Complete step-by-step solution:
Here, we are given the equation ${{x}^{y}}={{e}^{x-y}}$ . So, we will use the formula $n\log m=\log {{m}^{n}}$ .
We will first multiply with $\log$ on both the sides. So, we get as
$\log {{x}^{y}}=\log {{e}^{x-y}}$
Now, we will apply the formula $n\log m=\log {{m}^{n}}$ so, we get as
$y\log x=\left( x-y \right)\log e$
Now, we will assume that $\log e={{\log }_{e}}e=1$ because we know the formula ${{\log }_{n}}n=1$ . So, we get equation as
$y\log x=\left( x-y \right)$ ……………..(1)
Now, we will differentiate the equation with respect to x. We can write it as
$\dfrac{d}{dx}\left( y\log x \right)=\dfrac{d}{dx}\left( x-y \right)$
Here, we will use the product rule i.e. given as $\dfrac{d}{dx}\left( xy \right)=x\dfrac{dy}{dx}+\dfrac{dx}{dx}\cdot y$ . So, here we will take x as y and y as $\log x$ . So, we can write it as
$y\dfrac{d}{dx}\log x+\dfrac{dy}{dx}\cdot \log x=\dfrac{d}{dx}x-\dfrac{dy}{dx}$
Now, we know that differentiation of $\dfrac{d}{dx}\log x=\dfrac{1}{x}$ , $\dfrac{d}{dx}x=1$ . So, we can write it as
$y\cdot \dfrac{1}{x}+\dfrac{dy}{dx}\cdot \log x=1-\dfrac{dy}{dx}$
Now, taking $\dfrac{dy}{dx}$ terms on left side and other terms on right side, we get as
$\dfrac{dy}{dx}+\dfrac{dy}{dx}\cdot \log x=1-y\cdot \dfrac{1}{x}$
On taking $\dfrac{dy}{dx}$ common, we get as
$\dfrac{dy}{dx}\left( 1+\log x \right)=1-\dfrac{y}{x}$
On further simplification, we can write it as
$\dfrac{dy}{dx}=\dfrac{x-y}{x\left( 1+\log x \right)}$
Now, from equation (1), we will put value of $x-y$ so, we get as
$\dfrac{dy}{dx}=\dfrac{y\log x}{x\left( 1+\log x \right)}$ ………………..(2)
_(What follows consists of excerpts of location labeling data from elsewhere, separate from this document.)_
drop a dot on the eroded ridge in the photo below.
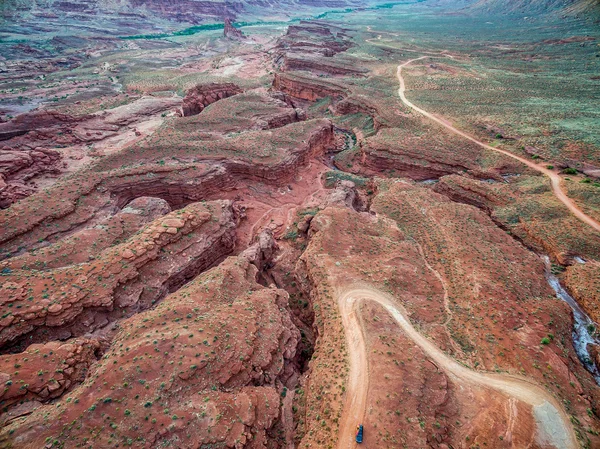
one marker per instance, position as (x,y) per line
(553,425)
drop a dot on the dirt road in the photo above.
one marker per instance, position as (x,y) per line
(555,179)
(553,425)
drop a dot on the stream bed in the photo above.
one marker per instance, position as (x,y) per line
(584,329)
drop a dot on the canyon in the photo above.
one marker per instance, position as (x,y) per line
(262,224)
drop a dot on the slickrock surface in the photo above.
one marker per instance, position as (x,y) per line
(201,96)
(455,295)
(43,372)
(124,278)
(206,366)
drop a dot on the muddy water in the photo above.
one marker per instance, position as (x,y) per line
(583,328)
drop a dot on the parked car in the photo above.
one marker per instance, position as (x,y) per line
(359,433)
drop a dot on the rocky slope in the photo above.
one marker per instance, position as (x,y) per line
(123,279)
(448,292)
(206,366)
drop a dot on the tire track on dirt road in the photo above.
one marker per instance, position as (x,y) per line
(555,179)
(552,422)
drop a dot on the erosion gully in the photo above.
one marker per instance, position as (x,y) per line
(584,329)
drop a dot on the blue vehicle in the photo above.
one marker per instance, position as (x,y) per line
(359,433)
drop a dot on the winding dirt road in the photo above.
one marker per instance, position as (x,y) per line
(555,179)
(553,425)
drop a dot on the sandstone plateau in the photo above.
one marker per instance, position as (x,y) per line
(259,224)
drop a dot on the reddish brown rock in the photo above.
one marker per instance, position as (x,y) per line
(199,97)
(583,282)
(18,166)
(206,366)
(84,245)
(48,370)
(231,31)
(123,279)
(306,88)
(229,163)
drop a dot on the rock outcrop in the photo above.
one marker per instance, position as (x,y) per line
(47,371)
(583,282)
(206,366)
(77,201)
(121,280)
(199,97)
(306,88)
(86,244)
(18,166)
(231,31)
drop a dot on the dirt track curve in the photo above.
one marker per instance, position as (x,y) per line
(555,179)
(553,425)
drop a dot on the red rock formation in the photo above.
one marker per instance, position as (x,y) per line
(583,282)
(418,157)
(319,65)
(124,278)
(86,244)
(205,367)
(76,201)
(307,89)
(18,166)
(231,31)
(48,370)
(199,97)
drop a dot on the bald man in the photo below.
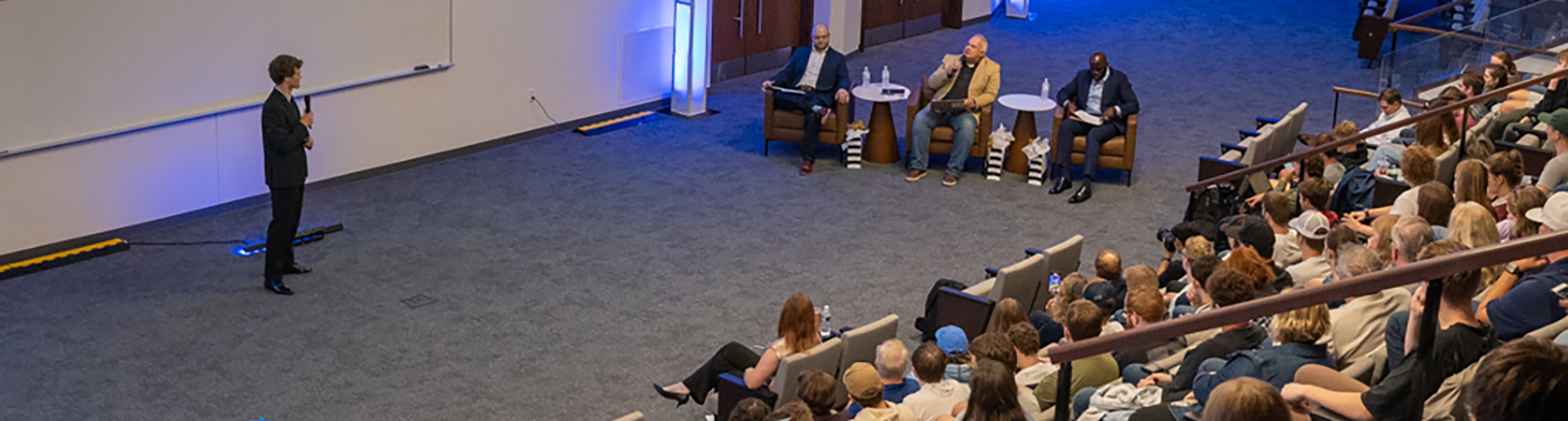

Now, from equation (1) i.e. $y\log x=\left( x-y \right)$ we can write it as $y\log x+y=x$ . On taking y common we get as
$y\left( \log x+1 \right)=x$
$\dfrac{y}{x}=\dfrac{1}{\left( \log x+1 \right)}$
We will substitute this value in the equation (2) so, we get as
$\dfrac{dy}{dx}=\dfrac{\log x}{{{\left( 1+\log x \right)}^{2}}}$
Thus, option (a) is the correct answer.

Note: Students should know the formula of differentiation and formulas related to it otherwise it will become difficult to solve and the answer will be incorrect. Also, remember we have taken $\log e={{\log }_{e}}e=1$ if we take this as log e base 10 then the answer will be some numeric value and the answer will be totally changed. So, be careful in assuming the things and in order to avoid mistakes.